Over the following months we started to compile the video footage to get a sense of what we would need to do to make it work well with our different screens. We choose one song out of six recorded to work with. The audio for that song was then mixed to sound like a powerful performance, whilst retaining a strong sense of the energy of a live performance. Matthew’s vocal performance was also sent through lots of different effects to add another layer of energy and act as a centre piece to the song.
The videos were then processed and edited – video cropping and the adding of effects, whilst making sure everything was kept in synchronisation. Each video was then exported of each performer with their individual track of audio embedded.
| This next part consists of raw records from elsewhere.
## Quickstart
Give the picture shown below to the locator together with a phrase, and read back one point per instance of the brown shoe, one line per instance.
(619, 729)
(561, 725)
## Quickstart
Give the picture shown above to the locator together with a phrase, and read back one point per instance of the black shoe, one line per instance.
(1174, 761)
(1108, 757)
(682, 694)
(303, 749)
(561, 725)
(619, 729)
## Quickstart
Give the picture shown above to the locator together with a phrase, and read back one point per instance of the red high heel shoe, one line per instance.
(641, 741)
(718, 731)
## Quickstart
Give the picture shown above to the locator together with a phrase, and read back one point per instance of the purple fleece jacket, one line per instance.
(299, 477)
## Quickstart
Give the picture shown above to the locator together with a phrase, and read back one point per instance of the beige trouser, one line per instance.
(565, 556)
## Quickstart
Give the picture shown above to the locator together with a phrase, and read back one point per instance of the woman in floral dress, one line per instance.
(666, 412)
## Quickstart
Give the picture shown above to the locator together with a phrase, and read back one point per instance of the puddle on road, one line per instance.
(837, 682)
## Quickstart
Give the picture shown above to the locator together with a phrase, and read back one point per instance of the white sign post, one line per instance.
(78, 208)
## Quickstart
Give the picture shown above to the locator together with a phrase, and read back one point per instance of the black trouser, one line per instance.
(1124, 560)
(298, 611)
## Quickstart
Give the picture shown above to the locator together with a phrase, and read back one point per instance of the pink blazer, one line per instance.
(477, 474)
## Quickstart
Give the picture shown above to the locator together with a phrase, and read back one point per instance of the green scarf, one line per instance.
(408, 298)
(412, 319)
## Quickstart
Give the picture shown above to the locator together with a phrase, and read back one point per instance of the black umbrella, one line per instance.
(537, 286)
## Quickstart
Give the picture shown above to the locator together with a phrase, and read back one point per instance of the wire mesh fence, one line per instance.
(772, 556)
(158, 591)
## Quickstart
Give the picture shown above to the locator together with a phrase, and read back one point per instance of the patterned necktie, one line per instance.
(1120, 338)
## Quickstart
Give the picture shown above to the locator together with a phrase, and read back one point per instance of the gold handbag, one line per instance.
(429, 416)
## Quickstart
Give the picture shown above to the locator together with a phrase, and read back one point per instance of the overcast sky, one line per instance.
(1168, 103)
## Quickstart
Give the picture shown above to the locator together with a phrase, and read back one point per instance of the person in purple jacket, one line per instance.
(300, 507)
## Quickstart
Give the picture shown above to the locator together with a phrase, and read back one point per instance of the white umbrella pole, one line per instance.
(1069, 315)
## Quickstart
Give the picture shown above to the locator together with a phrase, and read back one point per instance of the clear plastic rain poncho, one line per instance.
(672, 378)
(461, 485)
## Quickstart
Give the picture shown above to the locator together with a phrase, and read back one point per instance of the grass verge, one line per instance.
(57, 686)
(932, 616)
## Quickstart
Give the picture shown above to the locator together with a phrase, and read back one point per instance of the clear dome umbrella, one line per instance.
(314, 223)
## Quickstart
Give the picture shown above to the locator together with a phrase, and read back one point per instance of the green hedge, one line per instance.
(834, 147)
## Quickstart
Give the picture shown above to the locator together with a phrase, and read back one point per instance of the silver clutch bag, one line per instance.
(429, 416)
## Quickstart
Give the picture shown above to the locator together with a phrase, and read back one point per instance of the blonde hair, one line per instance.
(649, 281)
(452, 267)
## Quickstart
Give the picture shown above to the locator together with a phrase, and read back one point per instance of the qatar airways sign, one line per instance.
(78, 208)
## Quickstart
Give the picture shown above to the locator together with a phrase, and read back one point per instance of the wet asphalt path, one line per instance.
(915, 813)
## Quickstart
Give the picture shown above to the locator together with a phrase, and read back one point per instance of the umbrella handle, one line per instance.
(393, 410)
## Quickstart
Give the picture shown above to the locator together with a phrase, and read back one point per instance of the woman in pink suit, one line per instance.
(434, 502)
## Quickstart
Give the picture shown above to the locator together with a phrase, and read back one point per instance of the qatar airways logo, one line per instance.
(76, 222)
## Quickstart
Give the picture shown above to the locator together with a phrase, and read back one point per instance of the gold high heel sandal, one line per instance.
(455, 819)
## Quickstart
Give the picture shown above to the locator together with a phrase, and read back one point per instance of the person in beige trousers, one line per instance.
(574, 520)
Brightsign media players were chosen for playback and were encoded and then extensively tested in the Lumen office with their respective display and audio speaker. For the singer Matthew, his video was split into there separate parts (head, torso and legs) and played back across three 21″ JVC CRT monitors, which were stacked on top of each other. His vocals then came out of a wedge speaker monitor on the floor in front and a smaller audio monitor on top of the CRT’s played back the effected vocals. The overall impression of it was really great, especially as the centrepiece to the installation. Individual sound systems were used for each intrumentalist to create ‘point source’ audio and each with their on video display system. So, the drummer was projected on a large 10 foot screen, making him and his drum kit life-sized, with the drum sound coming from a pair of full range speakers in stereo. The bass player’s video was projected onto the front of an Ampeg 8×10 speaker cabinet, with his sound coming out of the speaker cabinet itself. The guitar player was shown on a 50″ screen mounted in portrait, with his playing coming out of a Fender guitar combo amplifier. The percussionists were projected on a wall with their sound coming from the right side of the drummer speakers. And the keyboardist was displayed on a 42″ screen in landscape orientation with his sound coming from a small RCF speaker.
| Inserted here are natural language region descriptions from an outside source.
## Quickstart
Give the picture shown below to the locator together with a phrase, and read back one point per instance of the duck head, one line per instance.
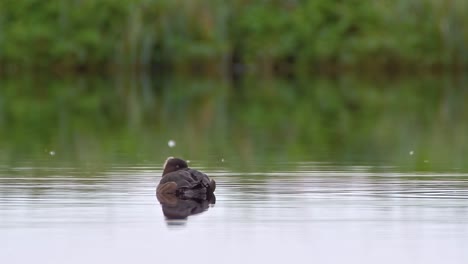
(174, 164)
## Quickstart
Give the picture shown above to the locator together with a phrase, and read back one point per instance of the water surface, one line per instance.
(307, 211)
(316, 170)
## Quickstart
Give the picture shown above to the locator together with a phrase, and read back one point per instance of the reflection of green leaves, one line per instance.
(342, 120)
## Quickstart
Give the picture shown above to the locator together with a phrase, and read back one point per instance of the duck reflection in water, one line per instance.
(183, 191)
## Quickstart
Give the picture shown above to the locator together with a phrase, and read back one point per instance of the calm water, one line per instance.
(341, 170)
(313, 212)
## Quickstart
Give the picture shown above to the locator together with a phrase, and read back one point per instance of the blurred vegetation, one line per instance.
(238, 35)
(130, 119)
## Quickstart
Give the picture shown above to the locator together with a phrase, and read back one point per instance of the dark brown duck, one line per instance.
(184, 182)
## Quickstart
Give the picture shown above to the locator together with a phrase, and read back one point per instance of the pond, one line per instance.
(320, 170)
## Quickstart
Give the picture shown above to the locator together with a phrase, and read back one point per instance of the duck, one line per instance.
(180, 180)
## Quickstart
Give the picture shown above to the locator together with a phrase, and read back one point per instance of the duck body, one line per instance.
(180, 180)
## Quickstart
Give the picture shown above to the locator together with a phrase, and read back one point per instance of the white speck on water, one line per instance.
(171, 143)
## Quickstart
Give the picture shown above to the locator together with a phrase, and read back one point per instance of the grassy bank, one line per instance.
(235, 36)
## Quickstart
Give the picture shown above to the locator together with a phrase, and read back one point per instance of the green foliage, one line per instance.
(311, 33)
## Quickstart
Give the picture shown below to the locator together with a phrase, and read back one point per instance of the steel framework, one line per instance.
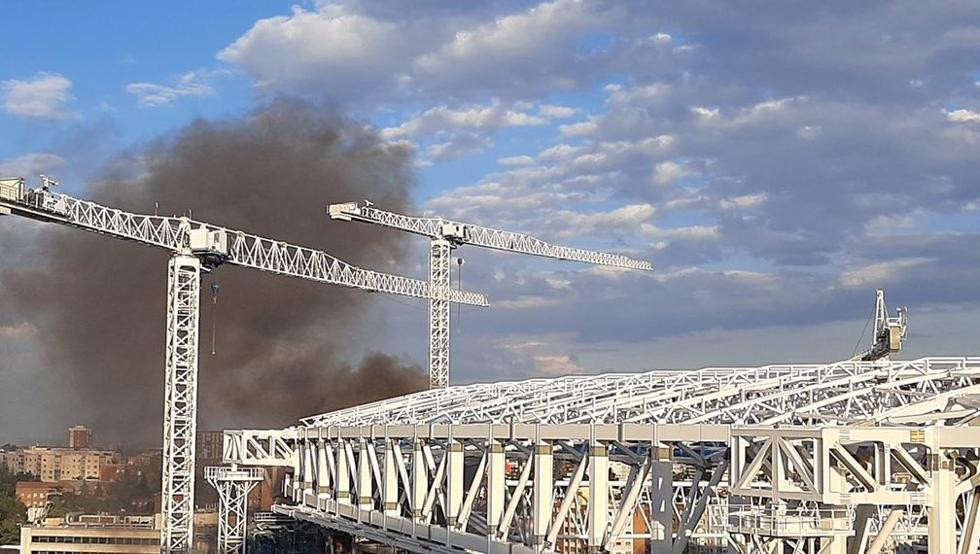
(198, 247)
(233, 485)
(180, 402)
(445, 235)
(845, 457)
Lumen then installed the equipment in the City Workshop at The Tetley in Leeds. With all the videos in perfect synchronisation and the sound levels balanced with the space, the overall effect really was like a gig, with the sound coming from different locations, rather than simply out of a stereo pair of speakers and the visual elements coming from different locations and displays. Andrew Abbott also installed virtual reality headsets, which featured a 360 degree video documenting a workshop led by Alan Courtis – an Argentinian artist and musician working with arts and disability that was held at Pyramid of Arts in April 2019.
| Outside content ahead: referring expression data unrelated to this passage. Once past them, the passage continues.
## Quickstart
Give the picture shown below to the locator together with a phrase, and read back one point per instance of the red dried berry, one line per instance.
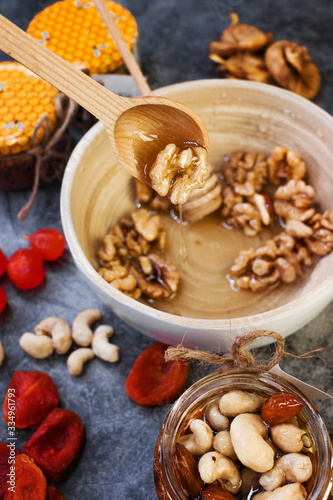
(49, 244)
(56, 445)
(280, 407)
(25, 269)
(3, 299)
(154, 382)
(8, 453)
(53, 494)
(32, 394)
(3, 263)
(29, 482)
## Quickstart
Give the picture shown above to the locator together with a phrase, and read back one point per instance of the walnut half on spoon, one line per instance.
(138, 128)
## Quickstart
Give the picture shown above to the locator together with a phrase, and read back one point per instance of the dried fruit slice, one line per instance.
(33, 395)
(7, 458)
(56, 445)
(29, 482)
(153, 381)
(53, 494)
(280, 407)
(214, 492)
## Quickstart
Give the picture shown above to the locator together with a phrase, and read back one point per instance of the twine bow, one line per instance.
(44, 151)
(239, 355)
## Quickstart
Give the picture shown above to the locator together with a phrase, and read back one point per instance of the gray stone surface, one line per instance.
(117, 459)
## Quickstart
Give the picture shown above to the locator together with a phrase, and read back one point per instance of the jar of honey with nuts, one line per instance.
(246, 435)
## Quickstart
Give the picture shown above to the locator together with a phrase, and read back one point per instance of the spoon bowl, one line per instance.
(138, 127)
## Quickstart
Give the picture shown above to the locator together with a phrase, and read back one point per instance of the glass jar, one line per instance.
(195, 399)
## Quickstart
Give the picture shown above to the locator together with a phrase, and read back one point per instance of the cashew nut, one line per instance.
(59, 330)
(250, 480)
(2, 353)
(222, 443)
(77, 358)
(293, 491)
(287, 437)
(214, 466)
(38, 346)
(201, 439)
(290, 468)
(218, 421)
(101, 347)
(81, 331)
(233, 403)
(247, 435)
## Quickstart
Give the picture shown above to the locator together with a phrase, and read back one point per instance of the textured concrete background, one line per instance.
(117, 460)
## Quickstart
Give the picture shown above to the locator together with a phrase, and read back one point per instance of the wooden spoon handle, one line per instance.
(92, 96)
(123, 48)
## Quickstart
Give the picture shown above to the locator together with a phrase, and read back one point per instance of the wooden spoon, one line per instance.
(138, 128)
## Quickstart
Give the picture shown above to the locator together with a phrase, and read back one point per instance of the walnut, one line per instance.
(279, 260)
(245, 217)
(128, 286)
(321, 240)
(241, 169)
(145, 195)
(146, 225)
(203, 201)
(125, 263)
(243, 66)
(239, 37)
(294, 201)
(177, 173)
(292, 67)
(156, 277)
(284, 164)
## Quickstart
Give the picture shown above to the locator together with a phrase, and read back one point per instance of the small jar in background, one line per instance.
(199, 395)
(74, 30)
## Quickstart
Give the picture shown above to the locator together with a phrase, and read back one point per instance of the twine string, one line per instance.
(239, 355)
(43, 151)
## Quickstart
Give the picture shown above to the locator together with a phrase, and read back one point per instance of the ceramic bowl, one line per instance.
(239, 115)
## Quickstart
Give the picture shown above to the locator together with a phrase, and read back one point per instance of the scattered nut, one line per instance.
(222, 443)
(81, 331)
(247, 434)
(293, 491)
(287, 437)
(77, 359)
(233, 403)
(200, 440)
(59, 330)
(37, 346)
(215, 418)
(101, 347)
(292, 468)
(215, 467)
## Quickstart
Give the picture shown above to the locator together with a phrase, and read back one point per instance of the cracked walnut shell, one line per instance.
(284, 164)
(279, 260)
(293, 68)
(177, 173)
(156, 277)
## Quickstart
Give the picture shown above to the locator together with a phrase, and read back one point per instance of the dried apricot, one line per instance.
(280, 407)
(29, 482)
(31, 395)
(152, 381)
(56, 445)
We had the sound turned up quite loud for the private view. We got some excellent feedback and the band and their friends loved it.
It was a very rewarding project to work upon and gave a lot of satisfaction to all of those involved. We would like to thank Arts Council England and Leeds Inspired for their help funding the project, the band themselves for creating a hugely inspiring and energetic piece of music, and The Tetley for hosting the exhbition and providing such a suitable platform to showcase the work.
Ultimate Thunder are Alex Sykes on keyboards, James Heselwood on guitar, John Densley on percussion, John Greaves on bass, Matthew Watson on vocals, Stuart Illingsworth on percussion/harmonium and Scott Anderson on drums.